3びきのくま


トルストイ 文

バスネツォフ 絵

おがさわら とよき 訳
福音館

 

森に3匹のくまが1件の家に住んでいました。

大きいくまと、中くらいのくまと、小さいくまです。

ある日、3匹のくまが散歩にでかけている間に、女の子がその家に入り込みました。

そして、机のうえにあったくまたちの3つのお椀のスープを飲んでみて、いちばん小さいお椀の分を飲み干し、3つの椅子に座っていちばん座りごこちのよい椅子を選んで座り込んで壊し、自分にちょうどいいベッドに入って眠り込んでしまいます。
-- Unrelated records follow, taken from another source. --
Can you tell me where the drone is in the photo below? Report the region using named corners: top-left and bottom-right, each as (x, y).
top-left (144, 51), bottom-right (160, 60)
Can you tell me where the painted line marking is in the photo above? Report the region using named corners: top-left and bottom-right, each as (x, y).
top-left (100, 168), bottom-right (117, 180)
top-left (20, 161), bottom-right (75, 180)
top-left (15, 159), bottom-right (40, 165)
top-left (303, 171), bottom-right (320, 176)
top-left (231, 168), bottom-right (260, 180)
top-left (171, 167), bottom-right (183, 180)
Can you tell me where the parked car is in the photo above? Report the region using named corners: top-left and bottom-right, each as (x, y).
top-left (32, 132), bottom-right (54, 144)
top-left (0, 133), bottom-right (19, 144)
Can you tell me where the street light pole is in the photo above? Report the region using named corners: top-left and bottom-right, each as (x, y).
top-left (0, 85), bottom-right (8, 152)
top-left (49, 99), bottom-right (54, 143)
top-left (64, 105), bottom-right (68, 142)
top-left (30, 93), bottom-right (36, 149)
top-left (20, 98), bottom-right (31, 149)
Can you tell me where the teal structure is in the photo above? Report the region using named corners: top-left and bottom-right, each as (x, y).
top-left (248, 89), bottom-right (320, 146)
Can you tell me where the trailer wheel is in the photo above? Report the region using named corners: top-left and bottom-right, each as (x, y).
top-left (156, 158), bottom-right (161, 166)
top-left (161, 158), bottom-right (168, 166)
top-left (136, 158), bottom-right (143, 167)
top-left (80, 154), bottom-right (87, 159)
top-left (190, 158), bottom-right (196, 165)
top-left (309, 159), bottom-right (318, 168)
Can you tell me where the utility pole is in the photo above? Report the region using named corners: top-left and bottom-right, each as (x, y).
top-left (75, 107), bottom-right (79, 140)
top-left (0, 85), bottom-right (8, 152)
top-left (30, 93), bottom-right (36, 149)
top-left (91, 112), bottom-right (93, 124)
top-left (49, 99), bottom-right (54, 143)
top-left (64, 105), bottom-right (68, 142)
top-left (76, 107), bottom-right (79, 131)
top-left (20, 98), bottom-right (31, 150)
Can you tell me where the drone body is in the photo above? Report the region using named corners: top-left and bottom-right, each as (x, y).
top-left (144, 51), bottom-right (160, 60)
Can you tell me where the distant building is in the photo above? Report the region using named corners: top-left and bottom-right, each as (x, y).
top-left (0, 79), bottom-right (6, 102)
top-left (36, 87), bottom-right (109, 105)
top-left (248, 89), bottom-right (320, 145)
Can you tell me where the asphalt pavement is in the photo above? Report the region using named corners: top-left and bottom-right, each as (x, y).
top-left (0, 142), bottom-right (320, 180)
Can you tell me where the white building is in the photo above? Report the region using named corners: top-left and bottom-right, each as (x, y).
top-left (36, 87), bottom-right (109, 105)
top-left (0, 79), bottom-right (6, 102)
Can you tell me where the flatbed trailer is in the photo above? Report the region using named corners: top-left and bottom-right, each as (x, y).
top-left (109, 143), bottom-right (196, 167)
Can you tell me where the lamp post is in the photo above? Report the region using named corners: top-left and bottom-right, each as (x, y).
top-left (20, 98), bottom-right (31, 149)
そこへ、くまたちが帰ってきて大騒ぎになります。そして、ベッドの中の女の子を見つけておそいかかろうというその時、女の子は目を覚まし、すばやく窓から森の中に逃げ出して行ってしまいました。

このお話は、ロシア民話だとばかり思っていました。
しかしイギリスの昔話にもこれと同じものがあることを知りました。(そこでは女の子がおばあさんになっています。)昔からよく知られているお話ですが、ただ単にストーリーのスリル性や、繰り返しのお
もしろさだけの本ではないような気がして、長い間心にひっかかっていました。
ところが,子どもたちと生活する中でハッと気づかされたのです。
それは、子どもたちの自分さがしの姿そのものではないのかなということなのです。
この女の子が自分にいちばんふさわしいスープ、椅子、ベッドを選び、「これがわたしにちょうどいい」という姿と、子どもが失敗を繰り返し、いろいろなトラブルにぶつかりながら、さまざまなことやものに挑戦し、自分の快い居場所を獲得しようとする姿がダブって見えるのです。
子どもは、自分自身で実際に試しながらさまざまなものを字分の中に取り入れ、自分のものにしていきます。
オトナからのお仕着せのものでは満足しません。
時にはハチャメチャにみえることをしたり,破壊的なことをしてみたり、納得するまで何度も何度も同じことくりかえしてみたり一見大人は理解しがたい行為をすることがありますが子どもはそうやって自分さがしをしていくのです。
そう思うようになってから、子どもが大きな自由の心の森の中で自分にいちばんふさわしいものを見つけ出しながら、自分さがしを思う存分してほしいと思いつつ、この本を読むようになりました。